Coburn's second novel, Owl Island, also examines the ways in which people's experiences during their teenage years continue to impact them in their adult lives. This book centers on Phoebe Mien, who is now a middle-aged widow living on an island in Puget Sound. She has an adult daughter, who lives nearby in Seattle; a newfound romance with her longtime friend and neighbor Ivan; and a successful business selling nets to the fishermen who work the surrounding waters. Then her cozy life is turned upside-down by the reappearance of a long-ago lover, Whitney Traynor (generally known as "Whit"). The two met when Phoebe was fifteen and Whitney was a thirty-one-yearold deejay. They had a short-lived romance after Phoebe turned eighteen, which resulted in a film about Parisian artist and bohemian Kiki de Montparnasse—a film Phoebe wrote but that was credited to Whit. The relationship may also have resulted in Phoebe's daughter Laurienne, something Laurienne does not realize. At the beginning of the novel, "Coburn smartly reveals only the Whit that young Phoebe sees—stylish, brilliantly idiosyncratic and in love," commented a Kirkus Reviews critic. "Not until later does middleaged Phoebe (and the reader) perceive an altogether different Whit, unprotected by the flush of youth." Booklist reviewer Allison Block praised another aspect of Coburn's writing, noting that "her depictions of the Pacific Northwest—with its windswept beaches and cedar-scented air—are evocative and rich."

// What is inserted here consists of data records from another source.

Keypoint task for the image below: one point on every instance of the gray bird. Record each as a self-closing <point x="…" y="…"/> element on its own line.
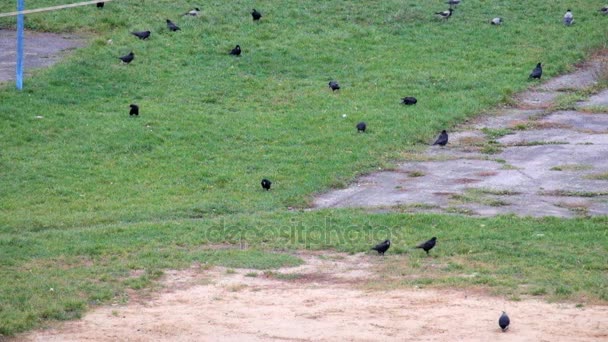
<point x="504" y="322"/>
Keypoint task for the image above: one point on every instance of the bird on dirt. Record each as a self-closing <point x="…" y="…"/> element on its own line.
<point x="537" y="72"/>
<point x="361" y="126"/>
<point x="266" y="184"/>
<point x="409" y="100"/>
<point x="496" y="21"/>
<point x="428" y="245"/>
<point x="568" y="18"/>
<point x="442" y="140"/>
<point x="382" y="247"/>
<point x="143" y="35"/>
<point x="134" y="110"/>
<point x="333" y="85"/>
<point x="445" y="14"/>
<point x="127" y="58"/>
<point x="171" y="26"/>
<point x="256" y="15"/>
<point x="504" y="322"/>
<point x="236" y="51"/>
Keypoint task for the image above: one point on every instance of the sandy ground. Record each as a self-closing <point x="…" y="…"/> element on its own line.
<point x="326" y="302"/>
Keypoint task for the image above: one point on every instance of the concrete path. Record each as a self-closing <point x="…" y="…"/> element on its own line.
<point x="530" y="159"/>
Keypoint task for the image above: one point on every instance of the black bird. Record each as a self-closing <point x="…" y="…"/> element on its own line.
<point x="504" y="321"/>
<point x="361" y="126"/>
<point x="127" y="58"/>
<point x="442" y="140"/>
<point x="143" y="35"/>
<point x="382" y="246"/>
<point x="134" y="109"/>
<point x="333" y="85"/>
<point x="256" y="15"/>
<point x="445" y="14"/>
<point x="537" y="72"/>
<point x="266" y="184"/>
<point x="172" y="26"/>
<point x="428" y="245"/>
<point x="409" y="100"/>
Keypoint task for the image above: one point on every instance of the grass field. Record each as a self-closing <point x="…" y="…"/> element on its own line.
<point x="89" y="194"/>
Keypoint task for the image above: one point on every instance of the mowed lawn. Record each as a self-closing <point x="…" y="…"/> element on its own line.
<point x="88" y="194"/>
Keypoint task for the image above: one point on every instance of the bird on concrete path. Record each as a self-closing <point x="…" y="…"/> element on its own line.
<point x="333" y="85"/>
<point x="445" y="14"/>
<point x="428" y="245"/>
<point x="568" y="18"/>
<point x="266" y="184"/>
<point x="256" y="15"/>
<point x="127" y="58"/>
<point x="442" y="140"/>
<point x="134" y="110"/>
<point x="496" y="21"/>
<point x="382" y="247"/>
<point x="171" y="26"/>
<point x="236" y="51"/>
<point x="143" y="35"/>
<point x="504" y="321"/>
<point x="409" y="100"/>
<point x="537" y="72"/>
<point x="361" y="126"/>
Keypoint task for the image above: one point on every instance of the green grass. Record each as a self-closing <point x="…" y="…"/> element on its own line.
<point x="93" y="202"/>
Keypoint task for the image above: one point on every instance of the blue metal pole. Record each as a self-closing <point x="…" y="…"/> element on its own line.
<point x="20" y="55"/>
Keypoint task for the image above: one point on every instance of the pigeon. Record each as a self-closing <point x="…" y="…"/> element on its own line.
<point x="266" y="184"/>
<point x="537" y="72"/>
<point x="143" y="35"/>
<point x="236" y="51"/>
<point x="172" y="26"/>
<point x="409" y="100"/>
<point x="504" y="321"/>
<point x="568" y="18"/>
<point x="442" y="140"/>
<point x="256" y="15"/>
<point x="361" y="126"/>
<point x="193" y="12"/>
<point x="382" y="246"/>
<point x="496" y="21"/>
<point x="333" y="85"/>
<point x="445" y="14"/>
<point x="127" y="58"/>
<point x="134" y="109"/>
<point x="428" y="245"/>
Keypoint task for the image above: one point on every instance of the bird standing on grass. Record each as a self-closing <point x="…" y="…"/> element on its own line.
<point x="382" y="247"/>
<point x="504" y="322"/>
<point x="428" y="245"/>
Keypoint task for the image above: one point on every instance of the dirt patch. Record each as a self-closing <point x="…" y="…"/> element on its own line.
<point x="212" y="304"/>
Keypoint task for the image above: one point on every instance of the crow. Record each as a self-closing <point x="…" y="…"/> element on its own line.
<point x="361" y="126"/>
<point x="143" y="35"/>
<point x="568" y="18"/>
<point x="382" y="246"/>
<point x="127" y="58"/>
<point x="236" y="51"/>
<point x="409" y="100"/>
<point x="256" y="15"/>
<point x="193" y="12"/>
<point x="134" y="109"/>
<point x="504" y="321"/>
<point x="442" y="140"/>
<point x="537" y="72"/>
<point x="428" y="245"/>
<point x="496" y="21"/>
<point x="266" y="184"/>
<point x="172" y="26"/>
<point x="445" y="14"/>
<point x="333" y="85"/>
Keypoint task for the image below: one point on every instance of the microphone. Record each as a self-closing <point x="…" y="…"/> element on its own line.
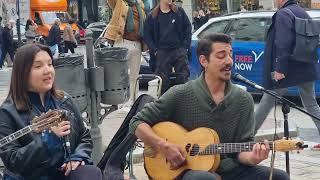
<point x="239" y="78"/>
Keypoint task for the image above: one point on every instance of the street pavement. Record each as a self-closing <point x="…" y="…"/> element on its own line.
<point x="304" y="165"/>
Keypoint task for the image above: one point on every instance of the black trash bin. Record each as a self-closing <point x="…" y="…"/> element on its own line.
<point x="116" y="77"/>
<point x="70" y="77"/>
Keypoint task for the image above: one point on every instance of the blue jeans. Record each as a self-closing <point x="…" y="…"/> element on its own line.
<point x="308" y="98"/>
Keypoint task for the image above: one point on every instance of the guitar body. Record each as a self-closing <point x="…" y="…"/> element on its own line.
<point x="155" y="162"/>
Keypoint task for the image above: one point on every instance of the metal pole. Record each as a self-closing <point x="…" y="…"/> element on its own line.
<point x="94" y="130"/>
<point x="18" y="23"/>
<point x="229" y="6"/>
<point x="286" y="111"/>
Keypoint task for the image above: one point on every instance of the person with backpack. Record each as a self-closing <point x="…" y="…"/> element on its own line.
<point x="281" y="69"/>
<point x="167" y="32"/>
<point x="1" y="41"/>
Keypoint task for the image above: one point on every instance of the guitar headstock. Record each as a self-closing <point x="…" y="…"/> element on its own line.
<point x="284" y="145"/>
<point x="47" y="120"/>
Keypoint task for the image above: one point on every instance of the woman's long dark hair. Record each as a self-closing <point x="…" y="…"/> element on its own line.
<point x="22" y="65"/>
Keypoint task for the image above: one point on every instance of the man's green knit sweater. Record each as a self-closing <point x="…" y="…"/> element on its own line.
<point x="191" y="106"/>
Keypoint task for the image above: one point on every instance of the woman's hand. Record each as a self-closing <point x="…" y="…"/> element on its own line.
<point x="71" y="166"/>
<point x="62" y="129"/>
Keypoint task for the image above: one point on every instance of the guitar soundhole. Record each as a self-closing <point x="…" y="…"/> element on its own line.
<point x="188" y="146"/>
<point x="194" y="150"/>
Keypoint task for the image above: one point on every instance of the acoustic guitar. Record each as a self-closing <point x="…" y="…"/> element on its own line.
<point x="38" y="124"/>
<point x="201" y="149"/>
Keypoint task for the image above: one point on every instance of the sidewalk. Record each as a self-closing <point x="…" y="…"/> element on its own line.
<point x="303" y="166"/>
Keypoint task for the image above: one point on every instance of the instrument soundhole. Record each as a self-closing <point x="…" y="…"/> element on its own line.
<point x="194" y="150"/>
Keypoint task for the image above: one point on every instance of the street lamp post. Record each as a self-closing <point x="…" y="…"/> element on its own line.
<point x="18" y="22"/>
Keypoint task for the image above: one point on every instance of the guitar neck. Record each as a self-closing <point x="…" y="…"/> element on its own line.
<point x="229" y="148"/>
<point x="15" y="135"/>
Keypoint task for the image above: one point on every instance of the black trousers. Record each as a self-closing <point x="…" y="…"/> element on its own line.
<point x="168" y="59"/>
<point x="68" y="45"/>
<point x="85" y="172"/>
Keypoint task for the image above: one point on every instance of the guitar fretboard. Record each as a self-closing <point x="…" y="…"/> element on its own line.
<point x="229" y="148"/>
<point x="15" y="135"/>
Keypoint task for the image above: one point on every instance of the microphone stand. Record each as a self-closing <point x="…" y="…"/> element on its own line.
<point x="286" y="104"/>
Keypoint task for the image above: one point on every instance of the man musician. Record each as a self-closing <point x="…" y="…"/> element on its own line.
<point x="210" y="101"/>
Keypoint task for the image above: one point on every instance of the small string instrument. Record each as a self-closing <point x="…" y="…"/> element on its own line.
<point x="201" y="148"/>
<point x="38" y="124"/>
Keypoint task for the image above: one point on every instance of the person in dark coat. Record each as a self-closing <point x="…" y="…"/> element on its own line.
<point x="280" y="71"/>
<point x="167" y="32"/>
<point x="7" y="47"/>
<point x="43" y="155"/>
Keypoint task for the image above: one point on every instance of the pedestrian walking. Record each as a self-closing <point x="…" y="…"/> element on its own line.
<point x="43" y="155"/>
<point x="7" y="47"/>
<point x="54" y="37"/>
<point x="126" y="30"/>
<point x="167" y="32"/>
<point x="195" y="20"/>
<point x="280" y="69"/>
<point x="69" y="39"/>
<point x="30" y="32"/>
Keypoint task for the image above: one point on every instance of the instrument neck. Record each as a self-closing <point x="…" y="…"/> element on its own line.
<point x="230" y="148"/>
<point x="16" y="135"/>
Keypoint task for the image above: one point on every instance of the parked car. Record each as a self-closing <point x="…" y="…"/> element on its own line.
<point x="248" y="30"/>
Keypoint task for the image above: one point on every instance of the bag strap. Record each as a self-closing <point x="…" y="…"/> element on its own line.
<point x="289" y="10"/>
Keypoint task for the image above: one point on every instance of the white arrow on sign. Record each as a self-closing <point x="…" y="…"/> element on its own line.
<point x="256" y="58"/>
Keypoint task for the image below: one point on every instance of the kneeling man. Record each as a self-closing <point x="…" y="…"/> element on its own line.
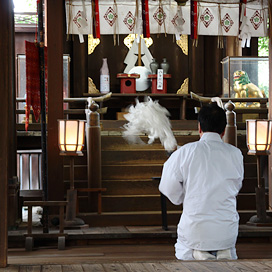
<point x="205" y="176"/>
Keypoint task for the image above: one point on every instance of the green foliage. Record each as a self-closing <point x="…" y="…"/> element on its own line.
<point x="263" y="46"/>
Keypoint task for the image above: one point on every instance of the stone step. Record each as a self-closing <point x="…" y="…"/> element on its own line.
<point x="130" y="203"/>
<point x="122" y="157"/>
<point x="149" y="218"/>
<point x="135" y="171"/>
<point x="117" y="142"/>
<point x="144" y="186"/>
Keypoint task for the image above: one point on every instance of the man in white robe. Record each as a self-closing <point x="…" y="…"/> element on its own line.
<point x="206" y="177"/>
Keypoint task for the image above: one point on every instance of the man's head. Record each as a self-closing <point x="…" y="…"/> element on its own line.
<point x="212" y="118"/>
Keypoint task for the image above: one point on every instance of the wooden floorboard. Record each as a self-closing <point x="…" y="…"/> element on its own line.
<point x="254" y="252"/>
<point x="188" y="266"/>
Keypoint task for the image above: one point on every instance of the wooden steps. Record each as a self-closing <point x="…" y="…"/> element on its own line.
<point x="132" y="197"/>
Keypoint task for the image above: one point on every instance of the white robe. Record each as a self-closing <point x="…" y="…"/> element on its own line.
<point x="206" y="177"/>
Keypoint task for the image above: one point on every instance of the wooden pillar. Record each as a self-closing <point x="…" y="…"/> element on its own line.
<point x="6" y="91"/>
<point x="233" y="47"/>
<point x="270" y="105"/>
<point x="54" y="34"/>
<point x="93" y="153"/>
<point x="230" y="136"/>
<point x="80" y="66"/>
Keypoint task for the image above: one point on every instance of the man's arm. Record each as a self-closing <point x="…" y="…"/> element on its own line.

BIOGRAPHICAL AND CRITICAL SOURCES:

PERIODICALS

Booklist, Margaret Flanagan, February 15, 1999, review of Remembering Jody, p. 1039; March 15, 2006, Allison Block, review of Owl Island, p. 26.

Kirkus Reviews, April 1, 2006, review of Owl Island, p. 310.

Library Journal, February 15, 1999, Kim Uden Rutter, review of Remembering Jody, p. 182; April 1, 2006, Christine DeZelar-Tiedman, review of Owl Island, p. 81.

Publishers Weekly, November 16, 1998, review of Remembering Jody, p. 53; April 10, 2006, review of Owl Island, p. 48.